Sea fans are among the most beautiful sights seen by divers. Gorgonian sea fans are Cnidarians that build colonies in branching formations that usually are fan-shaped, thus the common name.
Like the Nephtheid soft corals I wrote about recently here on Photo Synthesis, Gorgonians are octocorals: each polyp has eight pinnate tentacles which it uses to capture nutrients suspended in the water column. They are seen most often on reef crests, or jutting out from drop-offs or steep banks in locations where natural currents will sweep plankton and other organic nutrients across the polyps’ tentacles.
Some sea fan species form colonies in a single plane, while others grow their branches in somewhat of a tangle. They come in quite an array of colors, most of which actually are the result of zooxanthellae that live in the structural tissue of the Gorgonian. Beyond giving them attractive coloration, zooxanthellae also produce nutrients through photosynthesis, which benefit the Gorgonians.
By the way, not all Gorgonians form fan-shaped colonies. Some families in this order form long, slender colonies, commonly known as Sea Whips — but we’ll save those for another time. Today I’d like to show you some close-up and macro photos of some Gorgonian sea fan species from several tropical locations around the world to illustrate some of the variability in the morphology of the colonies. (A brief description follows each photo.)

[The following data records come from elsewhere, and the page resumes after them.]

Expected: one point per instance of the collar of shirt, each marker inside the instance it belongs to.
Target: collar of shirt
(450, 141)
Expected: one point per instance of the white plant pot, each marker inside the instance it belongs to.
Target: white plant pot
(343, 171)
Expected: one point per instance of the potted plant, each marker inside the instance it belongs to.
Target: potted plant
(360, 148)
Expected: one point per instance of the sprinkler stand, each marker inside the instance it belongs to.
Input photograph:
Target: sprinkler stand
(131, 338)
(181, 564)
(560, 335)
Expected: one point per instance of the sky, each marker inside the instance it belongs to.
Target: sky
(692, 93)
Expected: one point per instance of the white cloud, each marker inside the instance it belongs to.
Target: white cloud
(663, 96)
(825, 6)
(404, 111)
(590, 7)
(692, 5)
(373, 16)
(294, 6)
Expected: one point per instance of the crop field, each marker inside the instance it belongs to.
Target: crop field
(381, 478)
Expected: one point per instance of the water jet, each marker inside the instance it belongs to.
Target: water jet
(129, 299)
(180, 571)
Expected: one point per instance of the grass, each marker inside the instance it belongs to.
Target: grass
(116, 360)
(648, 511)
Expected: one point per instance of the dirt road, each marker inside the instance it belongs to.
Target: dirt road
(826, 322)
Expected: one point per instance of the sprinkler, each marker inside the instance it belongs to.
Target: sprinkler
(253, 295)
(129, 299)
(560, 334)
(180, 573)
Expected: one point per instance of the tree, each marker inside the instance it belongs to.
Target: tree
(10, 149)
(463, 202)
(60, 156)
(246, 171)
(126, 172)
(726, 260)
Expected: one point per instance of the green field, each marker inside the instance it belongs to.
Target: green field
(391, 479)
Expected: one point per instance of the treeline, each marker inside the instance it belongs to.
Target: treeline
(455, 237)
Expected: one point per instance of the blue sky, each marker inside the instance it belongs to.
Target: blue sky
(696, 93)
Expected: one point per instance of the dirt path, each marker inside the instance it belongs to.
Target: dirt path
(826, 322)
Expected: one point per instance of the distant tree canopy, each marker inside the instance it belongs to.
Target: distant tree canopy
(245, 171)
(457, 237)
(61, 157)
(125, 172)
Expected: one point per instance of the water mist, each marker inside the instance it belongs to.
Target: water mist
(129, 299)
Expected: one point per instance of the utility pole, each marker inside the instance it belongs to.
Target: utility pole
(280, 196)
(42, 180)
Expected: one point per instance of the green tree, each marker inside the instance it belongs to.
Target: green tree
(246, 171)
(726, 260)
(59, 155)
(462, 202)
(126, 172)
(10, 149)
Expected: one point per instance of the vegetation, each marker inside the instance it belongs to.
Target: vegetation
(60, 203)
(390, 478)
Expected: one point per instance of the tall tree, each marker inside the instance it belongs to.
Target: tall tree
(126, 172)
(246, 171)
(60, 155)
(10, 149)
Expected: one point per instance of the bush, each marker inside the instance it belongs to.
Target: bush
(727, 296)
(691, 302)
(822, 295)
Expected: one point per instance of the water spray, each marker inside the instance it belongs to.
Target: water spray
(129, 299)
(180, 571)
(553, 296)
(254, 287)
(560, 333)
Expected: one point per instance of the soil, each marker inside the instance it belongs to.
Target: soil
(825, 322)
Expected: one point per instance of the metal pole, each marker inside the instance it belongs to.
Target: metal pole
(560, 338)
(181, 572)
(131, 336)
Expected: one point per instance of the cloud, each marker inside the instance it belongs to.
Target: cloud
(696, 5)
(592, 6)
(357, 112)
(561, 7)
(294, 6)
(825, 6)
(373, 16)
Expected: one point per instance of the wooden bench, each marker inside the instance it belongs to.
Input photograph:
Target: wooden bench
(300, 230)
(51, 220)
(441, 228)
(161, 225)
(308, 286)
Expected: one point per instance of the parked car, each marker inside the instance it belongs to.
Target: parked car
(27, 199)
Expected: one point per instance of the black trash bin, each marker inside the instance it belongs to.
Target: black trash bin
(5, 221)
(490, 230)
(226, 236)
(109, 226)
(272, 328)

Above is a sea fan from the genus Melithaea, with its polyps open for feeding. The branches of sea fans in this genus tend to intertwine. This one was photographed at Bunaken Island, Indonesia.
The next sea fan, Acabaria sp., forms a fragile looking net-like colony. There are other species in this genus that form denser structures. This one was photographed in the Red Sea, off the coast of the Sinai Peninsula.
The above macro image shows a section of Subergorgia hicksoni, a species widely distributed throughout the Red Sea. This sea fan species is not so beautifully colored, but the colonies grow to an impressive size, very often measuring more than a meter in width. The fans are relatively flat, or gently curving. This species is dominant on many deep reefs in the Red Sea, whereas Acabaria spp. seem to prefer shallower depths.
This purplish sea fan is Gorgonia ventalina, photographed in the Cayman Islands. It forms a tight mesh, and grows in a single plane. G. ventalina is very common throughout the Caribbean Sea. In fact, the sight of this purple fan is almost a hallmark of Caribbean reefs. It tends to live in on patch reefs in relatively shallow water, so it is seen very frequently by divers and snorkelers.
The final photo, below, shows an entire colony of G. ventalina, photographed at West Caicos, in the Turks and Caicos Islands.